ここで梨田監督が、楽天の最も薄いショートのポジションで茂木を抜擢。桐蔭学園時代にはショートをやっていましたが、早稲田大時代はサード。やれてもセカンドまでかと思っていただけに、これは驚きでした。これは、先入観のない梨田監督のファインプレーと楽天のチーム事情が見事フィットした形です。
そんな茂木の1年目は、一軍で
117試合(424打数) 7本 40打点 11盗塁(4失敗) 打率.278厘 という成績で、1年目からショートのレギュラーを奪う形に。毎年ルーキー野手がレギュラーになれるのは、ドラフト全体でも2名前後だということを考えると、3位指名選手がレギュラーをゲットできたことは非常に興味深いものがあります。
もう少し成績を詳しく見てみると、424打数で三振は94個。三振比率は、22.4%でありそれほど際立つ数字ではありません。さすがに25%越えると、かなり長打力など付加価値がないと厳しいのですが、まぁボールを当てる能力は許容範囲であることがわかります。
四死球は34個であり、四死球率は 8.0%であり、ボールを見極める「眼」も平均的であることがわかります。この辺も、10%を越えてくるとかなり優れているのですが、そういった部分では特別なものは感じません。この辺はアマ時代に、どうしても高めの球に対しバットが止まらないことを指摘しましたが、打ち気にはやるとバットが止まらない傾向があるということ。来年研究された時に、そういったところから打撃を崩さないことが心配されます。

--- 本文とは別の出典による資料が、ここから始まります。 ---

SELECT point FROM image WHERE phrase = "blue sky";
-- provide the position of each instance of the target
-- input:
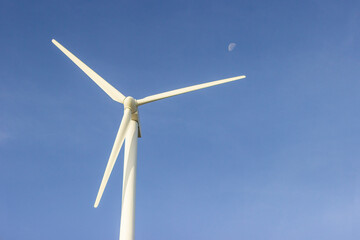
(274, 156)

盗塁は11個であり、盗塁成功率は.733厘。7割以上成功しないと、盗塁のリスクをおかす価値がないと言われているので、その点では合格ライン。遊撃手としては、117試合に出場。遊撃手としての一つの目安は、守備率が.970厘以上かということ。茂木の場合失策は19個で、守備率.964厘と基準はやや下回る内容。それでも大学時代やっていなかったポジションであることを考えると、よくやったと言えるのではないのでしょうか。しかし来年もあまり変わらないようだと、うまいショートを獲得してきて他のポジションへということになりそうです。
こうやって見てみると、ルーキーとしては各数字プロの許容範囲内で収まっていて、充分過ぎる出来たったと評価できます。その一方で、来年以降この数字を伸ばして行けるのか、彼の真価が問われるところではないのでしょうか。ルーキーゆえに、今後の上積みも期待できるから大目に観られていた部分もあり、この成績が続くようだと少し物足りなさを感じるところもあるかと思います。
3割以上残せる資質は充分ある選手ですが、今年の数字を観る限りは、来年大きく成績を伸ばせるかは微妙な印象は受けています。
3割・10本以上 ぐらいを目標にして欲しいところですが、2年目のジンクスにハマる危険性は充分あります。しかしこと1年目の成績を観る限りは、野手としては充分過ぎるルーキーイヤーだったのではないのでしょうか。